La linea testardamente unitaria di Meloni tra Trump e Bruxelles

Può darsi che abbia ragione Charles Kupchan, quando dice, al Corriere della sera di domenica, che Donald Trump non l’avrà neanche letto, quel tremendo documento sulla Strategia di sicurezza nazionale di cui si parla da giorni, e che sembra la versione più elaborata ed estesa del famigerato discorso di J.D. Vance alla conferenza di Monaco. Può darsi che l’estrema prudenza degli europei, diciamo pure la loro remissività dinanzi agli attacchi americani, sia al momento l’unico modo di trattenere l’ondivago e capriccioso presidente dal compiere scelte irreparabili, per l’Ucraina, per la Nato e per l’Europa, verso cui evidentemente lo spingono in tanti, anche dentro la sua amministrazione. Può darsi dunque che anche tante critiche alla debolezza dell’Ue e alla mancanza di spina dorsale degli europei dinanzi a Trump siano ingenerose o ingenue, comunque irrealistiche (fa in ogni caso una certa impressione vedere il compassato Ferruccio de Bortoli iniziare oggi il suo editoriale al riguardo, sul Corriere della sera, con le parole «siamo troppo educati», segno evidente di quanto la situazione si sia fatta grave).

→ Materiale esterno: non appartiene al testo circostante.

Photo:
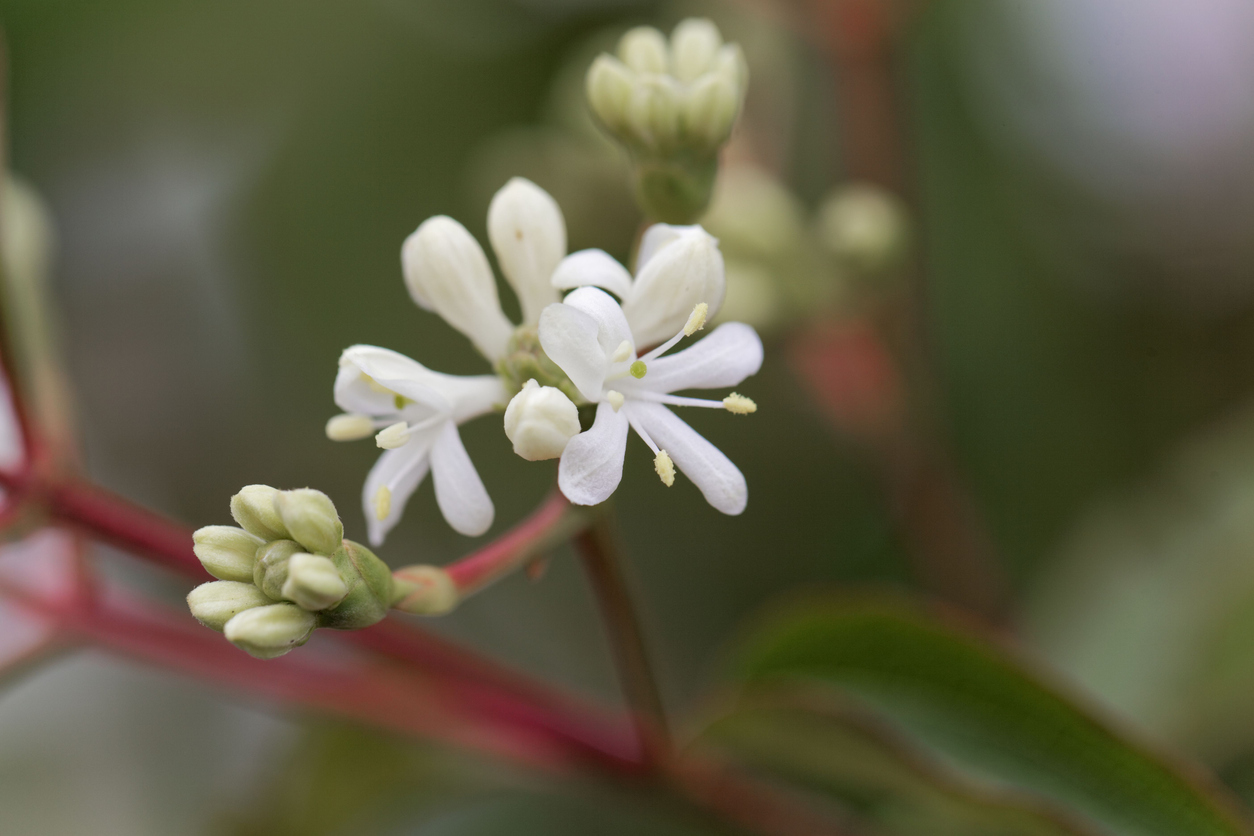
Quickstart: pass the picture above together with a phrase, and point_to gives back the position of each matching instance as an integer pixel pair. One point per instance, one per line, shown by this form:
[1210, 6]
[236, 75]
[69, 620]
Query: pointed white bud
[694, 45]
[272, 631]
[314, 583]
[643, 49]
[539, 420]
[217, 602]
[311, 519]
[253, 509]
[226, 553]
[528, 233]
[349, 428]
[448, 272]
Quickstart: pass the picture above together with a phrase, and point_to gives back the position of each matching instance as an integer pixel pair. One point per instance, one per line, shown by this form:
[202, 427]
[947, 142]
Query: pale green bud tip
[226, 553]
[271, 631]
[425, 590]
[311, 519]
[314, 583]
[217, 602]
[253, 509]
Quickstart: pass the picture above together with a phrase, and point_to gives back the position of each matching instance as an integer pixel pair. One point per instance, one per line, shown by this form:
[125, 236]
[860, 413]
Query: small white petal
[730, 354]
[592, 463]
[459, 491]
[528, 235]
[448, 272]
[595, 267]
[720, 481]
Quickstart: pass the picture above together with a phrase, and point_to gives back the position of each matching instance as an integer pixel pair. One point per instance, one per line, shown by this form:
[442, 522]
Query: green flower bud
[253, 509]
[312, 582]
[310, 518]
[270, 572]
[271, 631]
[217, 602]
[226, 552]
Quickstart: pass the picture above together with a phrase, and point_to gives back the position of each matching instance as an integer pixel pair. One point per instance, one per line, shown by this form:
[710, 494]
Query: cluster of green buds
[672, 105]
[287, 570]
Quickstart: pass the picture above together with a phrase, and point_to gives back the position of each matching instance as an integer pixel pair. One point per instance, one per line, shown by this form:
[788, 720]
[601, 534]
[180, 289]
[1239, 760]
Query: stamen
[383, 503]
[665, 468]
[349, 428]
[739, 404]
[393, 436]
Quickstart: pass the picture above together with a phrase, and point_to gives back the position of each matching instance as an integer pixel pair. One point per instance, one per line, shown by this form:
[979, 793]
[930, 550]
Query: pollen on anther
[696, 320]
[665, 468]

In ogni caso, alla luce delle considerazioni di cui sopra, si potrebbe essere tentati di giustificare allo stesso modo anche la tenace ambiguità di Giorgia Meloni, nel suo strenuo sforzo di tenere insieme Usa e Ue, con quella che Elly Schlein chiamerebbe senz’altro una linea «testardamente unitaria». C’è però, in questo ragionamento, apparentemente plausibile, un dettaglio che non torna. Se l’ambiguità di Meloni avesse le stesse motivazioni e lo stesso significato della prudenza europea, perché ieri non era a Downing Street, con Volodymyr Zelensky, assieme ai leader di Gran Bretagna, Francia e Germania, per la riunione dei cosiddetti Volenterosi, cui si è aggiunta solo da remoto, come al solito, nella successiva riunione online? Gli abbracci e le frasi di circostanza con cui oggi Meloni accoglierà a Roma il presidente ucraino non basteranno a coprire questa spaccatura, tanto più grave nel momento in cui i fascisti che hanno preso il controllo della Casa Bianca dichiarano guerra all’Europa.
La verità è che oggi l’America, come scrive Christian Rocca su Linkiesta, è «guidata da una cosca di affaristi interessati soltanto al business personale e da una setta nazional-razzista che si ispira ideologicamente all’apartheid sudafricano» e che «entrambi, affaristi e neo afrikaaners, sono spalleggiati e istigati dai nuovi “conquistadores digitali” (copyright Giuliano da Empoli) che alimentano il caos globale e sfruttano l’arma dell’algoritmo per intorpidire la società aperta». La differenza tra la prudenza dei leader europei, compresi i Volenterosi, e l’ambiguità di Meloni sta nel fatto che i primi devono dissimulare la propria avversione ai metodi e alle parole d’ordine dell’Amministrazione Trump per non compromettere il rapporto con gli Stati Uniti; la seconda, al contrario, deve dissimulare la propria affinità ai nuovi fascisti americani, per non compromettere il rapporto con l’Unione europea. Ma è fin troppo chiaro cosa pensi davvero, e sarebbe ora che anche tanti benevoli osservatori aprissero bene gli occhi sul vero significato e sulle concrete implicazioni della sua posizione, che si configura sempre più scopertamente come un nuovo atlantismo antieuropeista. Del resto, non c’è una riga del documento sulla Strategia di sicurezza nazionale che non potrebbe figurare in un volantino sovranista, a cominciare dalla ridicola campagna dei signori delle piattaforme contro la presunta censura europea. Uno dei tanti grotteschi rovesciamenti della realtà cui ci siamo purtroppo abituati, come sottolinea giustamente Rocca quando se la prende con questi «oligarchi di regime che parteggiano per gli eversori dello Stato di diritto, annebbiano le menti occidentali e criticano, di concerto con i macellai del Cremlino e i razzisti della Casa Bianca, la società e le istituzioni europee accusandole di censura del dibattito pubblico, malgrado gli unici a censurare siano russi, cinesi e compagnia malvivente, tanto che uno degli sgherri di Putin per denunciare su X, sulla scia di Elon Musk e J.D. Vance, l’inesistente mancanza di libertà di parola in Europa ha dovuto usare una vpn francese perché X in Russia è, appunto, vietato».